On larger Poisson benchmarks, with 100M unknowns in 2D and 50M unknowns in 3D, we prefer to look at the equivalent size of a CPU cluster that would give the same speedup as a GPU cluster. We get that about 400 CPU cores would be needed to give similar speed-ups to a 32-GPU cluster (with speedups of 17.6x and 20.8x, respectively). On a real application (flying snake simulations), with almost 3M mesh points, we obtained a 21x speedup on one K20 GPU, compared to one 12-core CPU node.

Warning!

We talk about a "speed-up" obtained when using GPU computing. Please note, this refers to application speed-up from using the solution methods of the AmgX library on GPUs, compared to obtaining the same solution with the PETSc library on CPUs.

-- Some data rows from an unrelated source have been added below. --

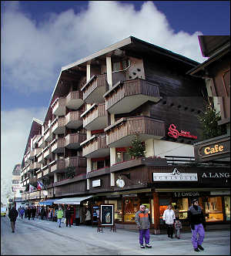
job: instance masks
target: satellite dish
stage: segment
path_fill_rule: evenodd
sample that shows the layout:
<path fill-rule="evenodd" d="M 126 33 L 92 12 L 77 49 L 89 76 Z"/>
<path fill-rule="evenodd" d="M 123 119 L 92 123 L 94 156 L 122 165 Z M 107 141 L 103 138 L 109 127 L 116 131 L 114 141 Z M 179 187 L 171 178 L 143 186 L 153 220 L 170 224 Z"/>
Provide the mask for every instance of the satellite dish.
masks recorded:
<path fill-rule="evenodd" d="M 43 195 L 47 196 L 48 195 L 48 191 L 47 190 L 43 190 Z"/>

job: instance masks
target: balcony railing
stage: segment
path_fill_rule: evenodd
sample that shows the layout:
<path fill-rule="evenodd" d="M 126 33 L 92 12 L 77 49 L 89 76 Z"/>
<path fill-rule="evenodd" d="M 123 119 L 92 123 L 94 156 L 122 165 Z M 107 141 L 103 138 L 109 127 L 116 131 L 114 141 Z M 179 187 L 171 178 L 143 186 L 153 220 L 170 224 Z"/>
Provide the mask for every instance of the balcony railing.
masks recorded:
<path fill-rule="evenodd" d="M 44 155 L 43 152 L 39 153 L 39 154 L 38 155 L 38 163 L 44 163 L 45 159 L 44 159 L 43 155 Z"/>
<path fill-rule="evenodd" d="M 88 81 L 81 91 L 83 92 L 83 100 L 89 104 L 94 103 L 103 103 L 103 94 L 106 92 L 106 75 L 94 75 Z"/>
<path fill-rule="evenodd" d="M 65 159 L 65 167 L 86 167 L 86 159 L 82 157 L 70 157 Z"/>
<path fill-rule="evenodd" d="M 51 142 L 52 153 L 58 153 L 64 152 L 65 138 L 55 139 Z"/>
<path fill-rule="evenodd" d="M 82 92 L 81 91 L 71 92 L 66 96 L 65 106 L 69 109 L 78 109 L 83 103 Z"/>
<path fill-rule="evenodd" d="M 42 168 L 43 177 L 48 176 L 49 173 L 50 167 L 46 165 Z"/>
<path fill-rule="evenodd" d="M 52 140 L 52 128 L 49 127 L 44 132 L 44 140 L 47 142 L 51 142 Z"/>
<path fill-rule="evenodd" d="M 86 139 L 86 135 L 83 133 L 71 133 L 65 137 L 65 147 L 69 149 L 78 149 L 80 143 Z"/>
<path fill-rule="evenodd" d="M 63 173 L 65 171 L 65 160 L 58 159 L 49 163 L 51 173 Z"/>
<path fill-rule="evenodd" d="M 80 145 L 82 146 L 82 156 L 85 157 L 103 157 L 110 154 L 110 149 L 106 145 L 105 136 L 93 135 Z"/>
<path fill-rule="evenodd" d="M 52 157 L 52 147 L 50 145 L 48 145 L 42 152 L 45 159 L 50 159 Z"/>
<path fill-rule="evenodd" d="M 65 126 L 69 129 L 78 129 L 82 125 L 82 111 L 72 111 L 65 116 Z"/>
<path fill-rule="evenodd" d="M 121 118 L 106 127 L 106 143 L 110 147 L 131 146 L 134 135 L 139 133 L 141 141 L 160 140 L 166 134 L 165 123 L 147 116 Z"/>
<path fill-rule="evenodd" d="M 83 119 L 83 127 L 87 130 L 101 130 L 108 124 L 105 103 L 94 103 L 81 117 Z"/>
<path fill-rule="evenodd" d="M 57 116 L 65 114 L 65 97 L 57 98 L 52 105 L 52 114 Z"/>
<path fill-rule="evenodd" d="M 55 134 L 62 134 L 65 132 L 65 117 L 57 117 L 52 123 L 52 133 Z"/>
<path fill-rule="evenodd" d="M 41 136 L 39 139 L 38 140 L 38 147 L 39 148 L 42 148 L 45 147 L 45 140 L 44 140 L 44 136 Z"/>
<path fill-rule="evenodd" d="M 104 97 L 105 109 L 115 114 L 129 113 L 148 100 L 158 103 L 161 99 L 159 86 L 142 79 L 120 81 Z"/>

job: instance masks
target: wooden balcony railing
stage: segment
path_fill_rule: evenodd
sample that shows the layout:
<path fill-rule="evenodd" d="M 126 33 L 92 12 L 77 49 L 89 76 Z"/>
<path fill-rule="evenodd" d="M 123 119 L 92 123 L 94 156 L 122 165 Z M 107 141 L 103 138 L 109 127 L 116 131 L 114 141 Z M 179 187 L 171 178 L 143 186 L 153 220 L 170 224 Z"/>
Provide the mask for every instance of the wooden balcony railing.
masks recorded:
<path fill-rule="evenodd" d="M 94 103 L 81 117 L 83 127 L 90 130 L 103 129 L 108 123 L 105 103 Z"/>
<path fill-rule="evenodd" d="M 52 105 L 52 114 L 55 116 L 64 116 L 65 106 L 65 97 L 57 98 Z"/>
<path fill-rule="evenodd" d="M 102 103 L 102 95 L 106 91 L 106 75 L 94 75 L 81 89 L 83 92 L 83 100 L 86 103 Z"/>
<path fill-rule="evenodd" d="M 105 136 L 93 135 L 80 145 L 82 146 L 82 156 L 86 157 L 106 157 L 110 152 L 110 149 L 106 144 Z"/>
<path fill-rule="evenodd" d="M 78 109 L 83 103 L 82 92 L 81 91 L 71 92 L 66 96 L 65 106 L 69 109 Z"/>
<path fill-rule="evenodd" d="M 65 117 L 57 117 L 55 118 L 52 124 L 52 133 L 55 134 L 62 134 L 65 132 Z"/>
<path fill-rule="evenodd" d="M 55 139 L 51 142 L 52 153 L 58 153 L 64 152 L 65 138 Z"/>
<path fill-rule="evenodd" d="M 107 145 L 116 147 L 131 146 L 136 133 L 142 141 L 152 138 L 160 140 L 166 133 L 163 121 L 147 116 L 123 117 L 104 130 Z"/>
<path fill-rule="evenodd" d="M 78 129 L 82 124 L 82 111 L 72 111 L 65 116 L 65 126 L 70 129 Z"/>
<path fill-rule="evenodd" d="M 58 159 L 49 163 L 51 173 L 59 173 L 64 172 L 65 170 L 65 160 L 64 159 Z"/>
<path fill-rule="evenodd" d="M 77 149 L 85 139 L 86 135 L 83 133 L 68 134 L 65 137 L 65 147 L 69 149 Z"/>
<path fill-rule="evenodd" d="M 105 109 L 111 113 L 129 113 L 148 100 L 160 100 L 159 86 L 136 79 L 120 81 L 104 94 Z"/>

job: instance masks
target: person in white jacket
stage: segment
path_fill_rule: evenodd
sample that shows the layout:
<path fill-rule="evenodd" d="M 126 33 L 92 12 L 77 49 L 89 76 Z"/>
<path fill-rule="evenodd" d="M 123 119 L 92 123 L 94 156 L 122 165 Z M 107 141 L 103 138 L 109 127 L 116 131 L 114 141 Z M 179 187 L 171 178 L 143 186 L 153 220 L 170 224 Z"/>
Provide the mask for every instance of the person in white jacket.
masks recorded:
<path fill-rule="evenodd" d="M 164 211 L 162 220 L 167 227 L 168 237 L 173 238 L 173 224 L 176 221 L 174 211 L 172 209 L 172 204 L 169 204 L 167 209 Z"/>

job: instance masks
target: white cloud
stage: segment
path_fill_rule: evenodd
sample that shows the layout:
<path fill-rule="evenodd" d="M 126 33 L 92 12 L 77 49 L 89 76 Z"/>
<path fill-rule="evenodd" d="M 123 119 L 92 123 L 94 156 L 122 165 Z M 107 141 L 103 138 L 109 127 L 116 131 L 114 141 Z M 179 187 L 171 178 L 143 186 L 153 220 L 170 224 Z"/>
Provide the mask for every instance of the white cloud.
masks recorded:
<path fill-rule="evenodd" d="M 20 91 L 53 89 L 61 67 L 91 55 L 129 35 L 202 62 L 197 35 L 174 33 L 167 17 L 152 2 L 139 11 L 132 4 L 90 2 L 75 14 L 45 14 L 36 23 L 20 9 L 20 2 L 3 13 L 2 62 L 4 85 Z M 23 86 L 22 86 L 23 85 Z"/>
<path fill-rule="evenodd" d="M 1 201 L 11 190 L 13 169 L 22 163 L 32 118 L 43 120 L 46 108 L 1 111 Z"/>

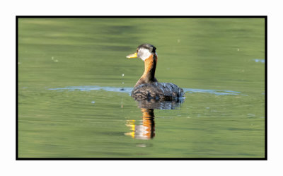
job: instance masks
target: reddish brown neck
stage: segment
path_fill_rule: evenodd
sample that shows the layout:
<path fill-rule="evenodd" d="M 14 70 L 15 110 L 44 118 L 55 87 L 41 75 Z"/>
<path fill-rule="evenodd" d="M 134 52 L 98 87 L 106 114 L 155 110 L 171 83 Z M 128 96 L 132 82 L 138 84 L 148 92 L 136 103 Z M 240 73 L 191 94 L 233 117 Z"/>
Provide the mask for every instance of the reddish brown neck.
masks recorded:
<path fill-rule="evenodd" d="M 144 71 L 142 77 L 136 83 L 137 86 L 144 83 L 151 83 L 157 82 L 155 78 L 155 69 L 157 64 L 157 56 L 156 54 L 151 55 L 149 58 L 144 60 Z"/>

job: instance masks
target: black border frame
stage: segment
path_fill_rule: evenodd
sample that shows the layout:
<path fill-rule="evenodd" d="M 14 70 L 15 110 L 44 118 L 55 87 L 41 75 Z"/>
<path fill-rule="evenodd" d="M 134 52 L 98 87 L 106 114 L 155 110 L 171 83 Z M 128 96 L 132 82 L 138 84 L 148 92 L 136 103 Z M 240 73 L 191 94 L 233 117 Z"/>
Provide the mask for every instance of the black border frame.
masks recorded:
<path fill-rule="evenodd" d="M 18 111 L 18 18 L 166 18 L 265 19 L 265 157 L 264 158 L 19 158 Z M 16 160 L 267 160 L 267 16 L 16 16 Z"/>

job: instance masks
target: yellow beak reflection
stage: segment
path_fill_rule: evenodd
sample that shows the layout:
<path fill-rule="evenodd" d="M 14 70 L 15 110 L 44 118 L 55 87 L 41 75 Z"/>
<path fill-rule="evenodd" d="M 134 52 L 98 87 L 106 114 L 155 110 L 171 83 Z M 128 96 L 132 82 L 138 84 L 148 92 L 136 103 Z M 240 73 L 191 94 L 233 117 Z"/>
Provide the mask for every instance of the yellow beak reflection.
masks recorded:
<path fill-rule="evenodd" d="M 137 52 L 127 56 L 127 58 L 129 58 L 129 59 L 137 58 Z"/>

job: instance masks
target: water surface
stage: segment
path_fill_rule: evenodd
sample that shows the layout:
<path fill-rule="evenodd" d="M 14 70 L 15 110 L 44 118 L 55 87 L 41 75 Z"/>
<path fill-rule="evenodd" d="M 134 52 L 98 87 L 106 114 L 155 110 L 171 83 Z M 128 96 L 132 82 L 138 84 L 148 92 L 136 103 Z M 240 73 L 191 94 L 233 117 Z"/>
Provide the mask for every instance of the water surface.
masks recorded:
<path fill-rule="evenodd" d="M 130 97 L 142 43 L 182 101 Z M 264 57 L 263 18 L 20 18 L 18 156 L 263 158 Z"/>

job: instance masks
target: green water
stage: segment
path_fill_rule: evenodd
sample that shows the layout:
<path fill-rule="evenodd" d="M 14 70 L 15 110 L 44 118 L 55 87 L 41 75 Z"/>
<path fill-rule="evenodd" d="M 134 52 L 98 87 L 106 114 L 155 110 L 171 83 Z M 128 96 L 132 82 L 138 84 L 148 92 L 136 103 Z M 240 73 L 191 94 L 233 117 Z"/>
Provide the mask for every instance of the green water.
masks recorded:
<path fill-rule="evenodd" d="M 264 24 L 19 18 L 18 157 L 263 158 Z M 144 63 L 125 56 L 142 43 L 157 48 L 157 79 L 187 91 L 150 120 L 129 95 Z"/>

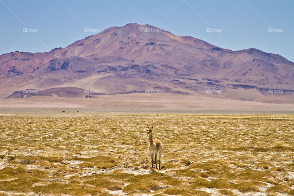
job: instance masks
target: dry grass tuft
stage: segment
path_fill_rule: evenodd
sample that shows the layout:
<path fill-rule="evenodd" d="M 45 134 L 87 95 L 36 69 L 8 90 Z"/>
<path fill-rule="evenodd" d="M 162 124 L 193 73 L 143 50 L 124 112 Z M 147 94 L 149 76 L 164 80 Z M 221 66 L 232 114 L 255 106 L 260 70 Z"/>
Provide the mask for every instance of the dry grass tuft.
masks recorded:
<path fill-rule="evenodd" d="M 275 141 L 273 146 L 275 148 L 284 148 L 286 147 L 286 143 L 281 140 Z"/>
<path fill-rule="evenodd" d="M 294 116 L 63 114 L 0 116 L 0 194 L 294 195 Z"/>

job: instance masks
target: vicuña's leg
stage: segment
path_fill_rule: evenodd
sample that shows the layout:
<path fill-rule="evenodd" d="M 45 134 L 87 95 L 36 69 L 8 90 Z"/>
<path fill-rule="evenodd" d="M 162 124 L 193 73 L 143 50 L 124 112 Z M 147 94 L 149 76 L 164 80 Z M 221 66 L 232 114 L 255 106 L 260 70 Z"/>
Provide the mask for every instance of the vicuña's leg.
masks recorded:
<path fill-rule="evenodd" d="M 155 153 L 155 166 L 157 169 L 157 153 Z"/>
<path fill-rule="evenodd" d="M 160 157 L 161 157 L 161 152 L 160 152 L 159 153 L 159 157 L 158 157 L 158 158 L 159 158 L 159 169 L 160 169 Z"/>

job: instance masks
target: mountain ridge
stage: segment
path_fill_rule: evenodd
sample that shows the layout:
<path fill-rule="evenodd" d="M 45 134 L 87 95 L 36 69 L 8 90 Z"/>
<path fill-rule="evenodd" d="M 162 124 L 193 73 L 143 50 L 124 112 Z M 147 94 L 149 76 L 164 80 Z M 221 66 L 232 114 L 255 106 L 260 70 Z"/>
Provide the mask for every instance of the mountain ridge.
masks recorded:
<path fill-rule="evenodd" d="M 156 87 L 209 96 L 217 95 L 207 90 L 222 89 L 220 97 L 251 100 L 236 95 L 247 90 L 240 87 L 294 89 L 294 63 L 279 55 L 233 51 L 148 24 L 112 27 L 49 52 L 3 54 L 0 62 L 0 89 L 9 87 L 5 95 L 25 89 L 91 88 L 114 94 Z"/>

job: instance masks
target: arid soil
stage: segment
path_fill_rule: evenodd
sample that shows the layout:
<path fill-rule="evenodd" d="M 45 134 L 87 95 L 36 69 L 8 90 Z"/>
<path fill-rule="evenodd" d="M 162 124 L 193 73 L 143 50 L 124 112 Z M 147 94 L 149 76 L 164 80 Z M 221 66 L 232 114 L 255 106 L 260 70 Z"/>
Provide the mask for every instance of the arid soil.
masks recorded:
<path fill-rule="evenodd" d="M 60 113 L 0 116 L 0 195 L 294 195 L 293 115 Z"/>

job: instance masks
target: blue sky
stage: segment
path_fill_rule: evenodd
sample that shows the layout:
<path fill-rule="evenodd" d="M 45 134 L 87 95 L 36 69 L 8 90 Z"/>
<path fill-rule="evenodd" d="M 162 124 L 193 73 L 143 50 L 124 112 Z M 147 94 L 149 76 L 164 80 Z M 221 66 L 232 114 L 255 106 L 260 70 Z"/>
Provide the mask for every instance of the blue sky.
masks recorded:
<path fill-rule="evenodd" d="M 85 28 L 102 31 L 135 22 L 233 50 L 257 48 L 294 61 L 292 0 L 0 0 L 0 18 L 1 54 L 63 48 L 94 34 Z M 25 28 L 32 32 L 23 32 Z"/>

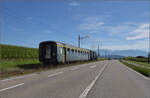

The present work is not a code port and therefore you should not be looking at those speed-ups and wondering how they are compatible with the peak-to-peak bandwidth specifications of the hardware.

To be clear: we are not comparing the same code on CPU and GPU. We make no claims of an "apples to apples" comparison. The point of this work is not to show our coding prowess in moving an algorithm to GPU hardware. The point is to assess the reductions in runtime that a user may experience in using the NVIDIA AmgX GPU library from an application code written with PETSc.

Bear in mind that PETSc is a two-decades old, actively developed library, and it is used in hundreds of research codes around the world.